Investors increasingly embrace environmental, social and governance measures as a potential source of superior risk-adjusted returns. And that leaves advisors with additional challenges: identifying companies that manage ESG risks well, or selecting portfolio managers that incorporate ESG analysis as part of their process.
Some data providers, such as MSCI or Sustainalytics, generate scores for public companies based on their performance on ESG measures. But those scores are usually backward-looking and typically updated annually or semi-annually. They also are diverse; an examination of two leading providers found only 50% correlation and often an inverse relationship between the scores. This reflects the fact that these quantitative ESG scores are based on qualitative analysis, which relies on how important or material a particular practice or measure is considered to be.
Another challenge is the disclosure by companies themselves. For a portfolio manager, ESG issues such as water usage, worker safety and emissions can be tracked with publicly available data — but not in a consistent way.

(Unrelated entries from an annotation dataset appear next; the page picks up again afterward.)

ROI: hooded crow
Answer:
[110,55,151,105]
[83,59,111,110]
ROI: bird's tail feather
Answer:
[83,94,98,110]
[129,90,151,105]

The data isn’t reported in a uniform manner across companies from year to year (as financial information is). The Global Sustainable Investment Alliance are trying to impose some standards of uniformity and coherence so investors can compare individual companies, but they still have a long way to go.
But assessing ESG performance requires more than a score. Many of the material issues that matter to responsible investors are not adequately reflected in quantitative scoring. They require a more nuanced analysis in the context of business strategy and enterprise value to understand the risks and opportunities embedded in a specific business. To truly assess ESG performance an advisor should complement the external ESG research with their own analysis, which may include directly engaging with companies to better understand how they are managing ESG-related risks and opportunities.